Threading will require a number of preliminary steps:

introduction of tighter layering
Although a large part of acedb is now in self contained libraries, there is still a large body of code that is not layered. Much of the kernel code needs to be more strictly layered to allow different parts of it to be threaded. This is an important preliminary step towards threading because it will reduce the linkage between different areas of code to well defined interfaces. It will also reveal which layers can be reentrant and which by their nature cannot.
Making the base libraries reentrant
Substantial recoding of base level libraries needs to take place because of the extensive use of static data and lack of context passing for the various packages. This will be fundamental because the base libraries are used throughout acecb code and they must be fully re-entrant, or if not then they must at least be serially reusable with mutex locks around vulnerable code.
The acedb kernel needs to be analysed for places where threading can improve performance perhaps by overlapping disk I/O or by overlapping tasks that are waiting for network/client input or by using multiple threads for tasks that are inherently parallel.

Conversion from C to C++

Currently acedb is written in C, this is because work on acedb was started before robust implementations of C++ were generally available on a wide variety of platforms. Work has continued to be in C and there is some sense to this in that the standard ANSI C library is available on all unix platforms, windows and some versions of the MAC, providing a constant programming environment.
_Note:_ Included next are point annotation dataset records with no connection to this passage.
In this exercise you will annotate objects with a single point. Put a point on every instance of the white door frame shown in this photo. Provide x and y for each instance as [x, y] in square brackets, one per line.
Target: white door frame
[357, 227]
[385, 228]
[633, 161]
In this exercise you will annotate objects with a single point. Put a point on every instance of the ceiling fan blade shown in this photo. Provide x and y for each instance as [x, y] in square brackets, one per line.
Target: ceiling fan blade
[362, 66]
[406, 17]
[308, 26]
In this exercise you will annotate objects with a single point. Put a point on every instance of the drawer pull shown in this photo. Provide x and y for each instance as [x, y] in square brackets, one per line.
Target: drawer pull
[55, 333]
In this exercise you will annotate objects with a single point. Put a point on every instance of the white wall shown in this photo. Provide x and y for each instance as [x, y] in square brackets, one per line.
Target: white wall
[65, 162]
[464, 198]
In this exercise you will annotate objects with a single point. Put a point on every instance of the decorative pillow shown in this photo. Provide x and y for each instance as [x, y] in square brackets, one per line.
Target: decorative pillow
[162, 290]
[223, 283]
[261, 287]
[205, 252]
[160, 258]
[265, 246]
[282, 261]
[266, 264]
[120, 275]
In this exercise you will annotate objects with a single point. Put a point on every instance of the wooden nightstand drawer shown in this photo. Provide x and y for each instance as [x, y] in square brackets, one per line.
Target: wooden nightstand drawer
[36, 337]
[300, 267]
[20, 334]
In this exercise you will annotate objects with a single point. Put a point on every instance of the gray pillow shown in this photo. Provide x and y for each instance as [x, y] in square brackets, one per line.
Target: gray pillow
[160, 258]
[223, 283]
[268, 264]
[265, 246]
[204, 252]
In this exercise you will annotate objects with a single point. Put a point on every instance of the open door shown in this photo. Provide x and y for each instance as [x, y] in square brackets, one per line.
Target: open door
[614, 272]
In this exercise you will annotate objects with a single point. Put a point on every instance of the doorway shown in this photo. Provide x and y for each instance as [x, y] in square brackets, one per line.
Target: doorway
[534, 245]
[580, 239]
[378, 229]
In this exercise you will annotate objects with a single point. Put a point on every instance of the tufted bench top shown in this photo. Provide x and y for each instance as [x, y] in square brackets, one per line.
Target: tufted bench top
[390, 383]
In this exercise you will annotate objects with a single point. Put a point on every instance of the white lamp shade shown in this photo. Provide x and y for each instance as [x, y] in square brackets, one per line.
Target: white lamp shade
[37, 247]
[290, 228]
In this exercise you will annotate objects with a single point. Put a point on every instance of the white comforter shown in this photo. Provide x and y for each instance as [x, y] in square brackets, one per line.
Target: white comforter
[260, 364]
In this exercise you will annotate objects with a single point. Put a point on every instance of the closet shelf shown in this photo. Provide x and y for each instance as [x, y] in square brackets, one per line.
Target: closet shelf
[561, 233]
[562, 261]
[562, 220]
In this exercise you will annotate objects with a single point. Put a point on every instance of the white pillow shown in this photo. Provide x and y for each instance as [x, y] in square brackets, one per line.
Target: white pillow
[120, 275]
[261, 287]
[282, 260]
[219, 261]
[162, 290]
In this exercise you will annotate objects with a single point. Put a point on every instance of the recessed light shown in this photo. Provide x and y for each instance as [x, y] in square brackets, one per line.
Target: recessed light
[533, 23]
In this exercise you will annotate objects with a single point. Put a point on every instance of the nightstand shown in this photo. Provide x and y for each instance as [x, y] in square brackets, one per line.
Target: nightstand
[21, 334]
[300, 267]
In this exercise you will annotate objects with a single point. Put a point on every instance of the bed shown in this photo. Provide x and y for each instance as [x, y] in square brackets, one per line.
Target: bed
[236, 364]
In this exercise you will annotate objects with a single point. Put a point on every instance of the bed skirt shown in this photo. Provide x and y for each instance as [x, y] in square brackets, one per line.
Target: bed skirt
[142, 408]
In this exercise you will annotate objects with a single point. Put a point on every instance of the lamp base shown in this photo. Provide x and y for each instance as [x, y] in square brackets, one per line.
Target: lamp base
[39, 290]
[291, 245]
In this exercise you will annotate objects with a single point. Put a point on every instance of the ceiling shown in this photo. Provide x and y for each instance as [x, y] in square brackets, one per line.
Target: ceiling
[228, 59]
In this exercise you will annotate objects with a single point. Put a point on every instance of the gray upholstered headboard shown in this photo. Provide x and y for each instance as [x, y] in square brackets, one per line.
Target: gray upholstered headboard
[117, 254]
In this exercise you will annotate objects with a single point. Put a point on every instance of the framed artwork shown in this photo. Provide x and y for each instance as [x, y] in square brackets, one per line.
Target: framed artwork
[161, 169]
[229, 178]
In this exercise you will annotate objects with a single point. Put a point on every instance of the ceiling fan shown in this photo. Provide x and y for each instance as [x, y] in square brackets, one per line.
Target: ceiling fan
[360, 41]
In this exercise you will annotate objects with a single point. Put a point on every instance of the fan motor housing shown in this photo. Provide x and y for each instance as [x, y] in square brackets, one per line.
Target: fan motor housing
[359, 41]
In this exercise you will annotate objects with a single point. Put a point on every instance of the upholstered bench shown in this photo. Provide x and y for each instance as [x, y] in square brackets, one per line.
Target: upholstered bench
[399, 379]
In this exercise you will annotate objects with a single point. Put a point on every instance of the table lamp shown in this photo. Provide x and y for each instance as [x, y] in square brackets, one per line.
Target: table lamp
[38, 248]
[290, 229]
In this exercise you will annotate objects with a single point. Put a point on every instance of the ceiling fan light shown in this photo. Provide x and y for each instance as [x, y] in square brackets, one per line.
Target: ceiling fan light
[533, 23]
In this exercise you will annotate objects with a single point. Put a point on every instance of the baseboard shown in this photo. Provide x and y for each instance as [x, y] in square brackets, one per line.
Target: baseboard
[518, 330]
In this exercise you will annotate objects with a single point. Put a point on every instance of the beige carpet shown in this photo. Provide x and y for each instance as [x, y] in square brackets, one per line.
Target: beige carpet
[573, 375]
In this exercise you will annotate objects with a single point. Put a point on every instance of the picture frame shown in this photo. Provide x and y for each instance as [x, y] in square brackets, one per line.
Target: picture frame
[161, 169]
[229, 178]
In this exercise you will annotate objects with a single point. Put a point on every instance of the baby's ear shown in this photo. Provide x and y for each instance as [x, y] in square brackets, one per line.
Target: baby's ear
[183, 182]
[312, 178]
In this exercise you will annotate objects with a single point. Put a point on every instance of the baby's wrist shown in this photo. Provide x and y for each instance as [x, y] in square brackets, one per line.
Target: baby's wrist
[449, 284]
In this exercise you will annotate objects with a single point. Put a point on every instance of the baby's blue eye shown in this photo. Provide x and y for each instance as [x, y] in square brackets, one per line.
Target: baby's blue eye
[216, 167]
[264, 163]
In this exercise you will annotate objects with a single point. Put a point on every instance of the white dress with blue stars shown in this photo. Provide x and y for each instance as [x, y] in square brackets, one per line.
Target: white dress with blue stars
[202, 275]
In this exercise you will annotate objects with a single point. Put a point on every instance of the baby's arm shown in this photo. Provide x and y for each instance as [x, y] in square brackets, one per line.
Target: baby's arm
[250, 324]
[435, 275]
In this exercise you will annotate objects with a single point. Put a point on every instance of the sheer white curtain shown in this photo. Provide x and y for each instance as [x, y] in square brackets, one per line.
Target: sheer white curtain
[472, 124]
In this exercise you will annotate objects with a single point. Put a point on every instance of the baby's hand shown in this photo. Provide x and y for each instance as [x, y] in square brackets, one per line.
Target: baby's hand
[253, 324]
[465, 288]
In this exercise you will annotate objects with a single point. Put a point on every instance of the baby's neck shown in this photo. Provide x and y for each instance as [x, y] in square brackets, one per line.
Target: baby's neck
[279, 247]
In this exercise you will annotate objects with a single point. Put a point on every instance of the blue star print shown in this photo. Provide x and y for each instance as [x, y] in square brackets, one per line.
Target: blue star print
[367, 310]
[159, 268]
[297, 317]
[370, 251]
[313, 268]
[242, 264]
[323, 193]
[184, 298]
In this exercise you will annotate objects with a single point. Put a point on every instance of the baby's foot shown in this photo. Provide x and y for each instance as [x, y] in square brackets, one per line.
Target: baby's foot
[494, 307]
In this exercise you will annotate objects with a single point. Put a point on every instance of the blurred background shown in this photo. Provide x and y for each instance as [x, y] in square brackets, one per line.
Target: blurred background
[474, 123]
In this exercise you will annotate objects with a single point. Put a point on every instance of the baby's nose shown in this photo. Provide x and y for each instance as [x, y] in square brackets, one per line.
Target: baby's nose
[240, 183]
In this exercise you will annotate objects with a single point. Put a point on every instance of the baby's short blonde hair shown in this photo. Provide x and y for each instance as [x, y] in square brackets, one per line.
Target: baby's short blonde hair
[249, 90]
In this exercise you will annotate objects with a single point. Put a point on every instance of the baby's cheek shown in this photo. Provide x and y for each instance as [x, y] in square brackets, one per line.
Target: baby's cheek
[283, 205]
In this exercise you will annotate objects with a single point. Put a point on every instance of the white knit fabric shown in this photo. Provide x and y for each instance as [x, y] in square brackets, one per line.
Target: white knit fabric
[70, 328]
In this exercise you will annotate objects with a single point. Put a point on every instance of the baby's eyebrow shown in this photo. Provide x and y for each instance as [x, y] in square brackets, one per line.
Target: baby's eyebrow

C++ libraries are not usually available unless the C++ compiler has been installed. Perhaps even more importantly the C++ Standard Template Library (STL), which would provide a major incentive for swopping to C++ is even less generally available. Never the less C++ has much to offer that acedb could make use of. Large parts of the acedb code use 'object' like concepts and deal with 'object' like data that could more usefully become fully fledged objects, blah, blah, blah. Currently this is all pipe dreams, there aren't the resources/experience to do much about this....pity.

Client-server only

Currently there are two models for applications accessing databases:

  1. The application accesses the database directly and makes whatever calls it likes to access the database.
  2. The application is a client and can only make certain client requests to a database server.

It may simplify coding/maintenance etc. to have only one model, the client/server one. Performance issues could be solved by providing different methods of communication between the client and server: if both are on the same machine, shared memory could be used for speed, if on different machines then sockets or whatever could be used.

A different database

Should acedb be replaced with oracle ? should users be able to keep their data in an Oracle database but have a transaction supplied which extract acedb like data, this way oracle would deal with concurrency/backups/disasters etc but the front end could still work on acedb like data.